3. Learning an MDP from a prism file

python file prism model for the grid

For this example, we will learn the grid world model depicted below.

We start in the top-left cell and our destination is the bottom-right one. We can move in any of the four directions North, South, East and West. We may make errors in movement, e.g. move south west instead of south with an error probability depending on the target terrain.

This model is form this paper.

Loading the original model from a Prism file

The original model is described in a Prism file. Let’s first load it.

>>> import jajapy as ja
>>> actions = list('nsew')
>>> labels = list("SMGCW")+["GOAL"]
>>> original_model = ja.loadPrism('materials/grid_4x4.sm')
>>> original_model.actions = actions # otherwise the actions are a0, a1, etc...

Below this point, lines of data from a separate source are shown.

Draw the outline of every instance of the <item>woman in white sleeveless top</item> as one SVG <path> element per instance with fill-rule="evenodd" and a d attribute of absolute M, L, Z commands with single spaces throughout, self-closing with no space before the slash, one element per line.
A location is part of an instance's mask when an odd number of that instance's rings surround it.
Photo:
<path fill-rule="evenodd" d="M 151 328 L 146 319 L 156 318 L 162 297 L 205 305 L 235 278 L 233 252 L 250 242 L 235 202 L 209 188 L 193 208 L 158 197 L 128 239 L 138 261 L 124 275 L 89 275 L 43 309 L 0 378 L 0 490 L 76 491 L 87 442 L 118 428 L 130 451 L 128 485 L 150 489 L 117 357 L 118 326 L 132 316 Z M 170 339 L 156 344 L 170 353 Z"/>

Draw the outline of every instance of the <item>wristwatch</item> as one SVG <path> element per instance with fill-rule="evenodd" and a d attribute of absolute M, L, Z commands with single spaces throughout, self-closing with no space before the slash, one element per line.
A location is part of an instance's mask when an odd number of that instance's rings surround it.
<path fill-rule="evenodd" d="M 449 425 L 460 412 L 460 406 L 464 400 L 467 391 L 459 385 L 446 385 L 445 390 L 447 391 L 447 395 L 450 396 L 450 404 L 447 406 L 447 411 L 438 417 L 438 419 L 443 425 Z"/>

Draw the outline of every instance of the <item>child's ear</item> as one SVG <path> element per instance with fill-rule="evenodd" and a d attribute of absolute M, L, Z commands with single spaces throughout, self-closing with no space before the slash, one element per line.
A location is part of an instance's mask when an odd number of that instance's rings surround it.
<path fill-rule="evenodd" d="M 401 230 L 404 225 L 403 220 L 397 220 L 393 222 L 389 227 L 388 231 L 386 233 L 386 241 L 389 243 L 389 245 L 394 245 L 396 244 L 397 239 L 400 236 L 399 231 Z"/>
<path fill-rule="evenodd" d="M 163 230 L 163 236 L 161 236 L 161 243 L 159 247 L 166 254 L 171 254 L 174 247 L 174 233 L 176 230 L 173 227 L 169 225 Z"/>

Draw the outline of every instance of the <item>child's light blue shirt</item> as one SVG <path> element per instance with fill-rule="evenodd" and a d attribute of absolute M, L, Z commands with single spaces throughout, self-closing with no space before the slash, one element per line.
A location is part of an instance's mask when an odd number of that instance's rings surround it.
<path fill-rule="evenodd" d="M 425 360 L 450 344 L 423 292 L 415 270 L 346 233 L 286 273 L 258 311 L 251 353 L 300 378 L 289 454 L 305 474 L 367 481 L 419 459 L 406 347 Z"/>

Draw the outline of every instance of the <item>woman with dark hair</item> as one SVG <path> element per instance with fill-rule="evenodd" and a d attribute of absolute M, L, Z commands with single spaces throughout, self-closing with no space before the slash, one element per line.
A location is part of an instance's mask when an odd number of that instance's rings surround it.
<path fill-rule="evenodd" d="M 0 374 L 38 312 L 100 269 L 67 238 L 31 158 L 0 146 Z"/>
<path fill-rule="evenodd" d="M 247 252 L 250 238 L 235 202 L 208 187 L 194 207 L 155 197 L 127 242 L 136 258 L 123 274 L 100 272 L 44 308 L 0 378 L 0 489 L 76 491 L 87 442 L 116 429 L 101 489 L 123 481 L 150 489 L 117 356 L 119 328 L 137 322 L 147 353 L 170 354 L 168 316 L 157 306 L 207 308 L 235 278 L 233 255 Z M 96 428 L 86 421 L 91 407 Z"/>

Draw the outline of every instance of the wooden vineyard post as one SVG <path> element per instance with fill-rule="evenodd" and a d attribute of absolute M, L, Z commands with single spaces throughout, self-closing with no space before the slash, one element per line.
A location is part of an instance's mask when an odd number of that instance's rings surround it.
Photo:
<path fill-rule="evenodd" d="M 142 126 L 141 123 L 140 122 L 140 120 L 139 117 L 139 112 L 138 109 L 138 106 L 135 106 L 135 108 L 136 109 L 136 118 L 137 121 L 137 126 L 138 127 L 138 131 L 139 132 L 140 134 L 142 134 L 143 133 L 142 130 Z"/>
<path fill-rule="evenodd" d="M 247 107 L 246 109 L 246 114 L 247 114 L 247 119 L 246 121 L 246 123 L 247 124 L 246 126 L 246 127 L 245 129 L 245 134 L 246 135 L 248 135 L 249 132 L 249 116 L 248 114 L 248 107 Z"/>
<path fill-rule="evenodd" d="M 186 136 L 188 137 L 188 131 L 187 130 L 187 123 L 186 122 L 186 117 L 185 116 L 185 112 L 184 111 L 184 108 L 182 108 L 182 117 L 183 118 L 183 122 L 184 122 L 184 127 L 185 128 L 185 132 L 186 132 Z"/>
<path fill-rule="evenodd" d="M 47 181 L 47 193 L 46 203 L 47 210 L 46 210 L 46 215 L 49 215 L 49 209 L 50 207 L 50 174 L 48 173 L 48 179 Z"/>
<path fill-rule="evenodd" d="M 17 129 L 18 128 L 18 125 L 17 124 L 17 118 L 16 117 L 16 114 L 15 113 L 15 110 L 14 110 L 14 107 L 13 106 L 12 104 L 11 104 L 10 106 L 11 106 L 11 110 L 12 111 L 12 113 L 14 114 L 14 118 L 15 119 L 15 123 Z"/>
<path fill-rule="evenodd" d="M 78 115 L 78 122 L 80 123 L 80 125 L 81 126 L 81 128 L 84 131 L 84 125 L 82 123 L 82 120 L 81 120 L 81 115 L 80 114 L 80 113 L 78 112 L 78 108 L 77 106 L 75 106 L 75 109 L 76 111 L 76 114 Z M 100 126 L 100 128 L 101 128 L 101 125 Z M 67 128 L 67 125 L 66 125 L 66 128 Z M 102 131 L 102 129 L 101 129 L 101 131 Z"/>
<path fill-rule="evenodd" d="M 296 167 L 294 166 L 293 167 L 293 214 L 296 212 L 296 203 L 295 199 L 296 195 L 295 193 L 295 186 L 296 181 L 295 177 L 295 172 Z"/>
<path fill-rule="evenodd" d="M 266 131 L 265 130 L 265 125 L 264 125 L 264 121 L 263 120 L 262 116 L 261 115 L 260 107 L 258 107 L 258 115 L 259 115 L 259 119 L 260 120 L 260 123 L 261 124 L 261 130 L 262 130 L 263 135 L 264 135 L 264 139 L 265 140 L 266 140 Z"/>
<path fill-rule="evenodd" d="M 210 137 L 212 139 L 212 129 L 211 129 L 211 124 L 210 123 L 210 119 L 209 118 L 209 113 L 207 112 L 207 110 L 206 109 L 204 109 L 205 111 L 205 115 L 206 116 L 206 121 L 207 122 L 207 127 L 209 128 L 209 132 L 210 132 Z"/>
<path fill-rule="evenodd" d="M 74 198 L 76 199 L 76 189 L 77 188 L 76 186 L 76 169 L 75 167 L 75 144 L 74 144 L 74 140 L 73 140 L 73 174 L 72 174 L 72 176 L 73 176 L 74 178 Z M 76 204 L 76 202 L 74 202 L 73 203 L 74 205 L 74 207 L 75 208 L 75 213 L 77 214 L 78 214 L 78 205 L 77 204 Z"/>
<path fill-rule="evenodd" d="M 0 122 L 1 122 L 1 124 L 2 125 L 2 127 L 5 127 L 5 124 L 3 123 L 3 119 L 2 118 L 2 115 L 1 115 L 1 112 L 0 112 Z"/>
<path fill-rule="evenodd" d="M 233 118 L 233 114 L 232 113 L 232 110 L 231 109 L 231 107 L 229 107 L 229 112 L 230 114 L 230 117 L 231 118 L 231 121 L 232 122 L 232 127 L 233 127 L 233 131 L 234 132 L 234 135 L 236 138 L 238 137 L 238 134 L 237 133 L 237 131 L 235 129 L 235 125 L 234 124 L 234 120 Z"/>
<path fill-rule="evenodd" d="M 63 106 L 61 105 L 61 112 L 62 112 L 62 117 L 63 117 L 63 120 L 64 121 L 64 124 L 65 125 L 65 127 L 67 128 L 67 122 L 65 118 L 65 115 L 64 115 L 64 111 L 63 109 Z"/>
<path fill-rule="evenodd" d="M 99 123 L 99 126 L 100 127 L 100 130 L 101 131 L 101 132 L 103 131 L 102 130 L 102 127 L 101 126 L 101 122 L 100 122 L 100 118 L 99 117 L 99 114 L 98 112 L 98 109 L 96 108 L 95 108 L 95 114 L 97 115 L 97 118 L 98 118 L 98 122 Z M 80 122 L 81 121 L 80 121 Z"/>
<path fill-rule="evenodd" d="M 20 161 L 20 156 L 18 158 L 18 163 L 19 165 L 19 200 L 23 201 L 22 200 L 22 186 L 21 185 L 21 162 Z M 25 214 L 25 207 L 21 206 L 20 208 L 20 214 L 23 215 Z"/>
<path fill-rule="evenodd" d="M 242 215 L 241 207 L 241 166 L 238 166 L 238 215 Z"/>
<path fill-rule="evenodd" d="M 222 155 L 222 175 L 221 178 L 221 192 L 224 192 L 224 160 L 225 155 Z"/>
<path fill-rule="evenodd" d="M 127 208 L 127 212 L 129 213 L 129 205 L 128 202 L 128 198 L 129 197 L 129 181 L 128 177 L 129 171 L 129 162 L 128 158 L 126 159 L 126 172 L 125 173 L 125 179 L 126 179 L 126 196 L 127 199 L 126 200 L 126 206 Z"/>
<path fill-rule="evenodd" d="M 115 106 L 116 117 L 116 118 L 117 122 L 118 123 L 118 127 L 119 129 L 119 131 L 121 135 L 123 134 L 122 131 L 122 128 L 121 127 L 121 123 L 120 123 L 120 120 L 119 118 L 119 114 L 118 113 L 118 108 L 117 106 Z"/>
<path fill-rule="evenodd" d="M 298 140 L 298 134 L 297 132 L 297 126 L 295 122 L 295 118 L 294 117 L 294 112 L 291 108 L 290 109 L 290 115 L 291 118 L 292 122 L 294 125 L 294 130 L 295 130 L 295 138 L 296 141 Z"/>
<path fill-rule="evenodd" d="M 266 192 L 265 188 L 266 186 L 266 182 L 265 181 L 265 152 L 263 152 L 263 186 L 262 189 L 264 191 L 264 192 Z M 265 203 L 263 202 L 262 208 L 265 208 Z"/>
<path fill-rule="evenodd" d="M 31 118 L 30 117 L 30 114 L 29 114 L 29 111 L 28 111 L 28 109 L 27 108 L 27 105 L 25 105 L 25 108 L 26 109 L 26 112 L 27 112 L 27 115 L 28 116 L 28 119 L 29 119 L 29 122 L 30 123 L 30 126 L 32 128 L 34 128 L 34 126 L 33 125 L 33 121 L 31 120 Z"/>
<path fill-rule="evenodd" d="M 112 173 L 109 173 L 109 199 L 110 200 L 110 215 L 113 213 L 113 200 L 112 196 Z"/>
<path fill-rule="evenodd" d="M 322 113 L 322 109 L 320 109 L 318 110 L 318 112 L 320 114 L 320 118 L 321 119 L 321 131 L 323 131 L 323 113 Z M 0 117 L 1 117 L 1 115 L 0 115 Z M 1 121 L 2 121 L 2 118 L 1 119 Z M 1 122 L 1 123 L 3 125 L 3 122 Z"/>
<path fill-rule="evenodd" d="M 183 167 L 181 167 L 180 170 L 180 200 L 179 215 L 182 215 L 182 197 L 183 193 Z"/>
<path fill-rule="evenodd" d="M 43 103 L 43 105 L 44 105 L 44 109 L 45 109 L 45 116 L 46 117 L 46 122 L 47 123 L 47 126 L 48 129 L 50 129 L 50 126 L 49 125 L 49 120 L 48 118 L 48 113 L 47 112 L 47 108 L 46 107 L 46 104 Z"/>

The last line matters: in fact, the actions name are lost in the process, and replaced by a0, a1, a2, a3. This problem will be (hopefully) solved in the next releases.

You may notice, if you try this on your machine, that the command loadPrism clears the terminal. The reason is that loading a Prism file causes many warnings/errors prints even if, at the end, everything went well (yes, I know it is hard to believe, but trust me). Hence, to avoid panic, the command clear the terminal and the user is serene.

Generating the training set

We can now generate the training. However, since MDPs are non-deterministic models, we need a scheduler to resolve the non-deterministic choices. We will use here an uniform scheduler.

>>> # We generate 1000 sequences of 10 observations for each set,
>>> # using an uniform scheduler to resolve the non-deterministic choices.
>>> training_set = original_model.generateSet(1000,10,scheduler=ja.UniformScheduler(actions))

Generating the initial hypothesis

The system under learning contains 26 states, and only 6 labels. Hence, if we let Jajapy generate a random MDP with 26 states for the training set, the first 6 states will be labeled with S, C, M, G, W and GOAL, and the 20 remaining will be labeled randomly. Hence, we could possibly have 21 states labeled with GOAL and only one with W, which is far away from what we have in the system under learning.

Here, we will first randomly generate our initial hypothesis, and then modify its labelling to have an initial hypothesis closer to the system under learning.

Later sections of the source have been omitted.